Instructions regarding the subscription procedure is available in the Prospectus. Subscription Rights not used to subscribe for Offer Shares prior to 16:30 CET on 6 December 2021 will lapse without compensation to the holder and consequently be of no value.

The Prospectus can be obtained electronically by downloading it from www.greenenergygroup.no, and www.fearnleysecurities.com (from 22 November 2021), or by contacting Fearnley Securities AS (the “Manager”).
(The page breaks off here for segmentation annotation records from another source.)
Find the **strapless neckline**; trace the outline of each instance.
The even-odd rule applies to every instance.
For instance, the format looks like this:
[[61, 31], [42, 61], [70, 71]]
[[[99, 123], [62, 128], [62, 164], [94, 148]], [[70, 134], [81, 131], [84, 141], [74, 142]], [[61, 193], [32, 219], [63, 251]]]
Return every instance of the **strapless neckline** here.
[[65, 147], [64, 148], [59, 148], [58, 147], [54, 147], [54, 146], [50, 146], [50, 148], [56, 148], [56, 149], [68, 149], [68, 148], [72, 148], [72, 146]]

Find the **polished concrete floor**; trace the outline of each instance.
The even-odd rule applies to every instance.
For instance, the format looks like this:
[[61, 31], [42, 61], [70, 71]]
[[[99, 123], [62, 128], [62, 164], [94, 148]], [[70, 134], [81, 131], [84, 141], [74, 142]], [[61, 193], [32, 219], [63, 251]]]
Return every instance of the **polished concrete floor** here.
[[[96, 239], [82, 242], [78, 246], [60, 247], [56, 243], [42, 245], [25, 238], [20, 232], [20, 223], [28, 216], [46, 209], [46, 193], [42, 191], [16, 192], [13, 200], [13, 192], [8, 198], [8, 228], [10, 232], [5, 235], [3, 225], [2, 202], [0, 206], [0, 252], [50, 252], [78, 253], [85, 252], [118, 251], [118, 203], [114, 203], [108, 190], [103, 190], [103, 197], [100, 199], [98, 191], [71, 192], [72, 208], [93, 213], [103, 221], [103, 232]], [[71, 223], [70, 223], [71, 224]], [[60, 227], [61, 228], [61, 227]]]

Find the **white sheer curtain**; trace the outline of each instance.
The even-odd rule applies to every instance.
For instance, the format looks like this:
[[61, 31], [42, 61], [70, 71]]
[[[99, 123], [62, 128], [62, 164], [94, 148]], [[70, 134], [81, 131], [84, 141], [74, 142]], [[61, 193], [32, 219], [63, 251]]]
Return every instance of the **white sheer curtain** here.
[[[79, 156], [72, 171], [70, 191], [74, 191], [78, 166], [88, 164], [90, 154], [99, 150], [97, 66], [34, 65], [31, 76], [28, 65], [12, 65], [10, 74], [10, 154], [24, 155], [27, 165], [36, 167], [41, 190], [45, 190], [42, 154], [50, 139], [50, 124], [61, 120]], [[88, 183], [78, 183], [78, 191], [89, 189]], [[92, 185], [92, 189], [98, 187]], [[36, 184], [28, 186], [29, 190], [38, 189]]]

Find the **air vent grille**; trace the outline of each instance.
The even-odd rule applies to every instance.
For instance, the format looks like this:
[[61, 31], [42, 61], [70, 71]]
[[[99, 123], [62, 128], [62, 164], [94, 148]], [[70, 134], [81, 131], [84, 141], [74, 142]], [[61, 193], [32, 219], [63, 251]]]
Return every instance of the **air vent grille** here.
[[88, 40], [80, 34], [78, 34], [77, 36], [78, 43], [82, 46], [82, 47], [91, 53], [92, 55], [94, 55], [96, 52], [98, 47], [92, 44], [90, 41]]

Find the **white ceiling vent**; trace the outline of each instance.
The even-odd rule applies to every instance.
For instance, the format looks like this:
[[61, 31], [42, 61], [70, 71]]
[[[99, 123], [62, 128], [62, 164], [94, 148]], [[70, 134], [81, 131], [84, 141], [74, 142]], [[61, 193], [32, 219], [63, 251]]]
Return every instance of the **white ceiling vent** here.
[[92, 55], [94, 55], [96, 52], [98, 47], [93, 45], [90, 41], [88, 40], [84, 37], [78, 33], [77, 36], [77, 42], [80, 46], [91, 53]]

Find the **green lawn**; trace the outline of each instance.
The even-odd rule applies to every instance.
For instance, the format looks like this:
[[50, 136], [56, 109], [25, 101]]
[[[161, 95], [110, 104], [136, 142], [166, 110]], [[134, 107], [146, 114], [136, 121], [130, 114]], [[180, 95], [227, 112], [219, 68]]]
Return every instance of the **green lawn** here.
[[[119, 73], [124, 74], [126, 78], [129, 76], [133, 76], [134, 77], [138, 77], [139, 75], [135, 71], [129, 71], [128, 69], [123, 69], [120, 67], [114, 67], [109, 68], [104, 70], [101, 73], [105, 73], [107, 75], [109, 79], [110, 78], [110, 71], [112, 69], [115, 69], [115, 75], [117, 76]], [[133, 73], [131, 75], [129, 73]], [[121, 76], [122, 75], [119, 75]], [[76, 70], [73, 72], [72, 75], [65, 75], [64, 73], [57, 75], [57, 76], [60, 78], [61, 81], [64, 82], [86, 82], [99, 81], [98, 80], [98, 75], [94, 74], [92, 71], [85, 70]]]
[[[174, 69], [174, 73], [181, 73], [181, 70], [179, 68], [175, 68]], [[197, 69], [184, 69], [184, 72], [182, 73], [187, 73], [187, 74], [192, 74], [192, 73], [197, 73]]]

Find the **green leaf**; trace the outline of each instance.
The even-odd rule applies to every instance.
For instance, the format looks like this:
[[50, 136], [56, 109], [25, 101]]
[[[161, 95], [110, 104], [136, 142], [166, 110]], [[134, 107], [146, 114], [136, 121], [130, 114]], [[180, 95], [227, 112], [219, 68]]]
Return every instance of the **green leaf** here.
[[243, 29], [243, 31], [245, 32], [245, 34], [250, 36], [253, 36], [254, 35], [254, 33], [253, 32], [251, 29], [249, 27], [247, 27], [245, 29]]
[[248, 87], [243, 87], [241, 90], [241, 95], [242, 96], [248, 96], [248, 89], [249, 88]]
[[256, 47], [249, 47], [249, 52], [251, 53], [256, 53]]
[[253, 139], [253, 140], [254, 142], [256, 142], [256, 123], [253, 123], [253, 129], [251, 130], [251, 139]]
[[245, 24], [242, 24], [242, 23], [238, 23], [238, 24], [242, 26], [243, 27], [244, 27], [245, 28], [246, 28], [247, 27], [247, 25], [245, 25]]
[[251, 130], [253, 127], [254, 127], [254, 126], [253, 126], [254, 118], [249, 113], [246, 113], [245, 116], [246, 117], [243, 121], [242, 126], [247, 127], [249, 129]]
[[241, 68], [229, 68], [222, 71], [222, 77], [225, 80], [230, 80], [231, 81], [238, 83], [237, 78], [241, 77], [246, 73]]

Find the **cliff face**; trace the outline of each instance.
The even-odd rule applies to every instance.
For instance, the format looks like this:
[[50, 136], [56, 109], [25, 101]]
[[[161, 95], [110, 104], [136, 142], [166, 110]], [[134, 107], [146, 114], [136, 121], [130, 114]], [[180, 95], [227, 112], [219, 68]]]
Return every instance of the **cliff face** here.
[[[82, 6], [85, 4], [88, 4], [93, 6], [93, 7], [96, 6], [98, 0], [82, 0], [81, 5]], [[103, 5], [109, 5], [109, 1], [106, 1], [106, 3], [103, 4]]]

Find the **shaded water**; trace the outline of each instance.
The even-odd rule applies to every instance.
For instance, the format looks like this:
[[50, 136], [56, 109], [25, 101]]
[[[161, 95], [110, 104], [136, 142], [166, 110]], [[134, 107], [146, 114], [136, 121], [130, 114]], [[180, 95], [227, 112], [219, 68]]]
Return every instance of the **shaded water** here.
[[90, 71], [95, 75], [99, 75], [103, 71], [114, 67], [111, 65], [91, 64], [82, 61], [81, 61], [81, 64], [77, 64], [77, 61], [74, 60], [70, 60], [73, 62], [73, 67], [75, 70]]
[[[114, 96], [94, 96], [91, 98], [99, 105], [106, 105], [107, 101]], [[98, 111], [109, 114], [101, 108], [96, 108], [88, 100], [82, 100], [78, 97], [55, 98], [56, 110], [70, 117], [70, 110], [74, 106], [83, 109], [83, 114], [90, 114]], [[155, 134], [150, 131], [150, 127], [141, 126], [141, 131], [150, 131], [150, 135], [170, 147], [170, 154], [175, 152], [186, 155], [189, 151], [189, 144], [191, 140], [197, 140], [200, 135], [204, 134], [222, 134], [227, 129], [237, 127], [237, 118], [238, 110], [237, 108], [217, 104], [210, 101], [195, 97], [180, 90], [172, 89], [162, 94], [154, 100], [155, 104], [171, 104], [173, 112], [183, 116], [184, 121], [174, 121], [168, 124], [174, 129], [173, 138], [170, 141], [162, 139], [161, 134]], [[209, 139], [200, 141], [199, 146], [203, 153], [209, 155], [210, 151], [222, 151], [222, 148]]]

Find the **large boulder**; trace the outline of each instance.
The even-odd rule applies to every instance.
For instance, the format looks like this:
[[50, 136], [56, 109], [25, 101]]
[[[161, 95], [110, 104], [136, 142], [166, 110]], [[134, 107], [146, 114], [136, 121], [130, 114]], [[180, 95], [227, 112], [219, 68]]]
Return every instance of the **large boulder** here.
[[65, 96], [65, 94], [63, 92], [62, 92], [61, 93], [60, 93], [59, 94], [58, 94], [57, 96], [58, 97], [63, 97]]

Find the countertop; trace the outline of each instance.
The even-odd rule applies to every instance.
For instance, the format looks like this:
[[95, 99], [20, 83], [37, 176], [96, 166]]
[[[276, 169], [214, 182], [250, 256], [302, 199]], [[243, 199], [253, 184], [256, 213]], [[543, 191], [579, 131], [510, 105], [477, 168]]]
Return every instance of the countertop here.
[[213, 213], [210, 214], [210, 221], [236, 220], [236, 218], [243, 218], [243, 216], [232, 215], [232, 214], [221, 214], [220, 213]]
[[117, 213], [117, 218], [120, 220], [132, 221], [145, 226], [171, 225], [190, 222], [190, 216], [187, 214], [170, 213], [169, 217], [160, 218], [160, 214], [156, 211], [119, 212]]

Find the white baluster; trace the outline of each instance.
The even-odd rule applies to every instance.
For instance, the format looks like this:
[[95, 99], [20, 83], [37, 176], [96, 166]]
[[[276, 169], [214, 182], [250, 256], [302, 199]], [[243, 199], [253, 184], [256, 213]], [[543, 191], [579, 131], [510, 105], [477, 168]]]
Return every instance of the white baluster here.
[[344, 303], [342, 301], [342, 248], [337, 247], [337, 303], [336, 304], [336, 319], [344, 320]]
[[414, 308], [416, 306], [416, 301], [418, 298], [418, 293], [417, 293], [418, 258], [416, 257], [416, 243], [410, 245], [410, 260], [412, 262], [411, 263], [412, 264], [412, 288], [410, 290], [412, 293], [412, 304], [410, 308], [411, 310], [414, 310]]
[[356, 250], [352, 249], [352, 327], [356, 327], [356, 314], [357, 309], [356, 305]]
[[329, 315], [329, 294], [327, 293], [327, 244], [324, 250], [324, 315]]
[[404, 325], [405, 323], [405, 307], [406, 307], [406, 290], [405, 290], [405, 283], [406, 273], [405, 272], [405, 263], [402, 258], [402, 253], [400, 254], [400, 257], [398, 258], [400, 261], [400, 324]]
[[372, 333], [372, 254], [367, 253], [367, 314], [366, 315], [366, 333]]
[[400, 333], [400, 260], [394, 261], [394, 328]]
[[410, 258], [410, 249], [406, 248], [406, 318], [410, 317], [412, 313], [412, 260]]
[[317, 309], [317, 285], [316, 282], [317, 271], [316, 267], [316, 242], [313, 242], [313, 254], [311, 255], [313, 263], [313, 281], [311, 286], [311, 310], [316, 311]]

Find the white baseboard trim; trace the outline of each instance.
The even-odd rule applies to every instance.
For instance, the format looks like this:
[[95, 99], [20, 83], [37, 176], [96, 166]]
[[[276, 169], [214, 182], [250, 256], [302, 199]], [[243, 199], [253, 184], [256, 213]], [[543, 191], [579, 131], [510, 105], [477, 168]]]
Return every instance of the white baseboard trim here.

For additional information, please contact:
Erik von Krogh, CFO, +47 930 38 075

Important information:

The release is not for publication or distribution, in whole or in part directly or indirectly, in or into Australia, Canada, Japan or the United States (including its territories and possessions, any state of the United States and the District of Columbia).

This release is an announcement issued pursuant to legal information obligations, and is subject of the disclosure requirements pursuant to section 5 -12 of the Norwegian Securities Trading Act. It is issued for information purposes only, and does not constitute or form part of any offer or solicitation to purchase or subscribe for securities, in the United States or in any other jurisdiction. The securities mentioned herein have not been, and will not be, registered under the United States Securities Act of 1933, as amended (the “Securities Act”). The securities may not be offered or sold in the United States except pursuant to an exemption from the registration requirements of the Securities Act. The Company does not intend to register any portion of the offering of the securities in the United States or to conduct a public offering of the securities in the United States. Copies of this announcement are not being made and may not be distributed or sent into Australia, Canada, Japan or the United States. The issue, exercise, purchase or sale of subscription rights and the subscription or purchase of shares in the Company are subject to specific legal or regulatory restrictions in certain jurisdictions. Neither the Company nor the Managers assume any responsibility in the event there is a violation by any person of such restrictions. The distribution of this release may in certain jurisdictions be restricted by law. Persons into whose possession this release comes should inform themselves about and observe any such restrictions.

Any failure to comply with these restrictions may constitute a violation of the securities laws of any such jurisdiction.